There are several Scarborrows in The Miseries and I have changed their names back to Calverly as in Two Unnatural Murthers. The butler, called Butler, is too important a character to have that position. Since the Calverlys were a wealthy family, I have upgraded his status to steward, the highest position for a retainer, which he undoubtedly had, a position which bore much responsibility. I have named him Master Blake.
The Calverlys’ sister is a supporting role and I have dropped the generic “Sister” in favor of “Diana.” I have replaced a generic “Knight” in the final scene with Sir John Savill, who was a participant in the Two Unnatural Murthers account of the crime.I have deleted various “Gentlemen” and a useless Clown. There are only three names provided in Two Unnatural Murthers, the rest were invented by Wilkins.
Katherine, Calverly’s saintly wife, was actually the daughter of Sir Henry Cobham, a lineal descendant of that Sir John Oldcastle who was the prototype of Falstaff. The Cobhams were a nationally known high-ranking family and Wilkins could not have used their name in Two Unnatural Murthers or in the play. Instead, Wilkins named the unfortunate woman Katherine and made her the niece of a “Lord Faulconbridge,” Calverly’s guardian. I have allowed that name to stand since making the change would have required rewriting which I was anxious to avoid.
With the restoration of The Miseries of Enforced Marriage, we have a “new,” powerful, and moving domestic tragedy from the Jacobean period.
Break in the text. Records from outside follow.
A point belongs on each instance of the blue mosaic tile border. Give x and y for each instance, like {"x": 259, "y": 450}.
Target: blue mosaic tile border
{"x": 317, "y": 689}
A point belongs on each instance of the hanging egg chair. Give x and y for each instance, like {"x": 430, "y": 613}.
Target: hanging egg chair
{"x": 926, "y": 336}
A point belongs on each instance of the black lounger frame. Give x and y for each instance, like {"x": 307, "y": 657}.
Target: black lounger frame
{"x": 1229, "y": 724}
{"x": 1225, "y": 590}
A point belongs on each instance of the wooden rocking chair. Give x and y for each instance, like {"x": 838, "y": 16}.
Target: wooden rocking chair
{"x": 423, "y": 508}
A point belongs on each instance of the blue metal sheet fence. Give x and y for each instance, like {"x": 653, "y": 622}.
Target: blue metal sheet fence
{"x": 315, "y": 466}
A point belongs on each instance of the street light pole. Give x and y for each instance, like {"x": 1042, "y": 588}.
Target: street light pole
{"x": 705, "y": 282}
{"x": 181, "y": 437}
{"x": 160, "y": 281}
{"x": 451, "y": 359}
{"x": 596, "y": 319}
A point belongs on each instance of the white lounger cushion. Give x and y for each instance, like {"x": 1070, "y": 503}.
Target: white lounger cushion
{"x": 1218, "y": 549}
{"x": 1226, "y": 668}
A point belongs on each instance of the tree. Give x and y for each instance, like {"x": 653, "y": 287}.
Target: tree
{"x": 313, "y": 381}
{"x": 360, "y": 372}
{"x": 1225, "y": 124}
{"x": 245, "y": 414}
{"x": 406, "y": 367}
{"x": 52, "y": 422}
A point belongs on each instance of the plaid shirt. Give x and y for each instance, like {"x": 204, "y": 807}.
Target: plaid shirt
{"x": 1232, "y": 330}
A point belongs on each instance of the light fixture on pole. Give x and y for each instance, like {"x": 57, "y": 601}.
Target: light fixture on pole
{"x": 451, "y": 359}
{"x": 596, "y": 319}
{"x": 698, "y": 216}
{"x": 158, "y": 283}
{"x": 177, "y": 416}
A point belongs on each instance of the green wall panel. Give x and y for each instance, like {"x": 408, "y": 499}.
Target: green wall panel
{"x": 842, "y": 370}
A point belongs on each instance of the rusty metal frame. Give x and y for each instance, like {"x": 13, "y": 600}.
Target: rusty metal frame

And it is a tragedy in the classical sense: A good, kind young man of eighteen is thwarted by tradition and the law, and corrupted by forces of evil, which drive him to madness whereby he kills two of his children and attempts the murder of his wife.
For a bonus, there is surely some Shakespeare in the play. Calverly has a speech or two that are patently beyond the power of Wilkins. One that scholars have always credited to the master is the long speech of self-revelation (now in Scene 15) beginning “O confused man…”
But we might search for other speeches with the Shakespearean ring and imagery.
We can find a clue to these in Pericles, a Wilkins play revised in acts III, IV, and V by Shakespeare. In acts I and II the dialogue is in verse except for Thaliard’s in I.3 who speaks both prose and verse. Why? Shakespeare’s hand may show here, for in revising the work of others he sometimes recast a verse speech in prose improving it in the process. The prose of the fishermen in II.1 is normal for lower-class characters, and is likely Wilkins’s, though Shakespeare may have intervened here as well. Some of the imagery might be just too good for Wilkins.
By the by, it may be remarked that Shakespeare could hardly resist applying master touches to any play presented by his company. Scholars find him in Arden, of Feversham, while I believe he has also put a finger in Mucedorus among others.
While in the main The Miseries lacks Shakespeare’s poetry (who is his equal?), numerous critics throughout history have testified to the dramatic effectiveness of The Yorkshire Tragedy, the sine qua non of The Miseries. Tucker Brooke, Collier, Hermann, Ulrici, von Schlegel, Baldwin Maxwell, A. P. Rossiter, and Madeline Doran have all sung its praises. Swinburne speaks for them when he declares it
full to overflowing of fierce animal power, and hot as with the furious breath of some caged wild beast….It is and must always be unsurpassable for pure potency of horror; and the breathless heat of its action, its raging rate of speed leaves actually no breathing-time for disgust; it consumes our very sense of repulsion with fire. ‘Tis a very excellent piece of work.
According to William Kozlenko (Disputed Plays of Shakespeare, 117), the true material of tragedy is the fate of the man in the middle (in the Aristotelian sense), “The hero who is allowed no unsullied choice, but is torn by conflicting impulses and is forced to act, to suffer, to bear the load of guilt, and finally to attain self-knowledge.” This describes Walter Calverly to a T.